I'm working my ASP.NET MVC 2 project. I create exception filter for catching unauthorized access exception that occur when user does not has permission to view some action.

[CustomError(typeof(UnauthorizedAccessException), "Error", "UnauthorizedAccess")]
public class MyController : BaseController
{
}

After exception has been thrown, my filter will transfer to configured controller/action that is the following method.

public ActionResult UnauthorizedAccess(ExceptionContext context)
{
    Response.StatusCode = CustomHttpStatusCode.UnauthorizedUser;

    return View(model);
}

Finally, before ASP.NET application end this request, it will call the following method that located in Global.ascx for changing custom HTTP status code to HTTP status 401(unauthorized access).
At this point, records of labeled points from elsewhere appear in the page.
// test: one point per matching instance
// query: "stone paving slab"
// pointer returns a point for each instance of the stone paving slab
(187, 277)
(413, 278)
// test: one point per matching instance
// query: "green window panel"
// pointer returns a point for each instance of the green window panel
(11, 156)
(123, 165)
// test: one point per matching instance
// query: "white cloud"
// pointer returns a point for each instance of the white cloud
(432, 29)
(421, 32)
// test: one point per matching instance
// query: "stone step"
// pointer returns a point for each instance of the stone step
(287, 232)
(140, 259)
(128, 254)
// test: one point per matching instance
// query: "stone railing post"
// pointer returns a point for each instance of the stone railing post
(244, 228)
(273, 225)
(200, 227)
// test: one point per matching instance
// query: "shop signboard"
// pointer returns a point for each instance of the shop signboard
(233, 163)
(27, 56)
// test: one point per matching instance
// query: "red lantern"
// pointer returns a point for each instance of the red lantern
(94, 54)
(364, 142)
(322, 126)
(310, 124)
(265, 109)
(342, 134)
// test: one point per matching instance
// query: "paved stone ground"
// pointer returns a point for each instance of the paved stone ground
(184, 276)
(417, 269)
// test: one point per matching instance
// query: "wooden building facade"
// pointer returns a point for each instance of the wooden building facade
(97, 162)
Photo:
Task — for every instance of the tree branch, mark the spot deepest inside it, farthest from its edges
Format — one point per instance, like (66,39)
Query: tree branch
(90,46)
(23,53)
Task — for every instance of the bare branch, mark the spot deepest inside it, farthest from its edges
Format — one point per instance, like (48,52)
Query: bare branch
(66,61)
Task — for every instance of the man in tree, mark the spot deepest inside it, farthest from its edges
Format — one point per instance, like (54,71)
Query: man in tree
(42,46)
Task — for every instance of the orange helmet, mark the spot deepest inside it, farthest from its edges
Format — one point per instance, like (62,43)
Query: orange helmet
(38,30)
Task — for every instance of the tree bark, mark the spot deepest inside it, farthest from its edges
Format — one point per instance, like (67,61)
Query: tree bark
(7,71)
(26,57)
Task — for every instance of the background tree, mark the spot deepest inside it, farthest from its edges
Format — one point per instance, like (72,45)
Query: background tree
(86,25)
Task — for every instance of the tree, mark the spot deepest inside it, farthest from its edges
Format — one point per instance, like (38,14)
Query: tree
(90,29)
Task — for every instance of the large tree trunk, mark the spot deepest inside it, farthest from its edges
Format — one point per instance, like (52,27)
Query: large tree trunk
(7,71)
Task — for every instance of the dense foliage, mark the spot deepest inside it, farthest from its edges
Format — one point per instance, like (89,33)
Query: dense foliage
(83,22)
public void Application_EndRequest(object sender, EventArgs e)
{
    if (Response.StatusCode == CustomHttpStatusCode.UnauthorizedUser)
    {
        Response.StatusCode = 401;
    }
}

Everything is work fine on my machine (IIS 7.5). But it does not work on my deploy website. It still return plain text "You do not have permission to view this directory or page." instead of my custom error page.

PS. The following config is my current web.config for this case.
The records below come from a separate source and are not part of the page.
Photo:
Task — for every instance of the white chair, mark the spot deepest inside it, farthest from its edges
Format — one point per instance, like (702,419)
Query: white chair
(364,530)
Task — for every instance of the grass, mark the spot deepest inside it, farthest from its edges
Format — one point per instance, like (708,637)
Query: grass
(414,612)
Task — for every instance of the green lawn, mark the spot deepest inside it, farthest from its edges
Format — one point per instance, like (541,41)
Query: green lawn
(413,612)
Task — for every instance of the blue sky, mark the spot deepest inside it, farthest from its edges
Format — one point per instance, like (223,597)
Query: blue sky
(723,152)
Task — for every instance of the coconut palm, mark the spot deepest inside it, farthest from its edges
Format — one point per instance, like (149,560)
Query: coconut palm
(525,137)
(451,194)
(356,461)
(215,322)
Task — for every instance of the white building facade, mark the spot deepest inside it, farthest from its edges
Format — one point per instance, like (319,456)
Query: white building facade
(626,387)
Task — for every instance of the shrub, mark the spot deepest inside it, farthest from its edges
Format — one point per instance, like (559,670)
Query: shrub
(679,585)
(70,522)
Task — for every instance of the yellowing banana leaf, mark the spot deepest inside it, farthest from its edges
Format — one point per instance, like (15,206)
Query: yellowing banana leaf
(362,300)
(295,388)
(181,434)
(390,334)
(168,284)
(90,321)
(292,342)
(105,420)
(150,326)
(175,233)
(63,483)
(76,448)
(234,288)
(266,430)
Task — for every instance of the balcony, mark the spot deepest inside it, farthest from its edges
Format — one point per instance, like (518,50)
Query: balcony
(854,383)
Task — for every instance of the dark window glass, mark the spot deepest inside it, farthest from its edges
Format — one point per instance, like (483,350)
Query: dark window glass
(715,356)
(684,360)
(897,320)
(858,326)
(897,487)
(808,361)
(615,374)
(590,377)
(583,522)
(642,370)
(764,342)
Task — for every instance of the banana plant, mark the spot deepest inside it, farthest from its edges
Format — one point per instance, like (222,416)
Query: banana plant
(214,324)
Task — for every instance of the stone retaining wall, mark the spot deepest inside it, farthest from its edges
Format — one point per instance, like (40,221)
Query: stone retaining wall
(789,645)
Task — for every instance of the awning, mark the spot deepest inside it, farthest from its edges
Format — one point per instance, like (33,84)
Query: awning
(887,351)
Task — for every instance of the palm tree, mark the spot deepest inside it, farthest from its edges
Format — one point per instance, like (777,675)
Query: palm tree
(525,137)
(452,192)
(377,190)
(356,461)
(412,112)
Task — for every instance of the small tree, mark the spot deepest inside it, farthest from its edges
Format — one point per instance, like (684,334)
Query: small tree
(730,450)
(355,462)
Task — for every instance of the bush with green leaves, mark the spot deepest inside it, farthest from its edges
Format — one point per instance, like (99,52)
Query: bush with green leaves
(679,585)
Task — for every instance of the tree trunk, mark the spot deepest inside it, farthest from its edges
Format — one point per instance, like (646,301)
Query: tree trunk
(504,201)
  <?xml version="1.0" encoding="UTF-8"?>
  <configuration>
    <system.web>
      <customErrors mode="On"></customErrors>
    </system.web>
    <system.webServer>
      <httpErrors errorMode="Custom">
         <remove statusCode="502" subStatusCode="-1" />
         <remove statusCode="501" subStatusCode="-1" />
         <remove statusCode="500" subStatusCode="-1" />
         <remove statusCode="412" subStatusCode="-1" />
         <remove statusCode="406" subStatusCode="-1" />
         <remove statusCode="405" subStatusCode="-1" />
         <remove statusCode="404" subStatusCode="-1" />
         <remove statusCode="403" subStatusCode="-1" />
         <remove statusCode="401" subStatusCode="-1" />
      </httpErrors>
    </system.webServer>
  </configuration>

You can pass through IIS7 default error messages in two ways

One is to set response.TrySkipIisCustomErrors to be true

response.TrySkipIisCustomErrors = true;
response.Status = response.Status;

For some reason, TrySkipIisCustomErrors is not honoured if you don't set response.Status.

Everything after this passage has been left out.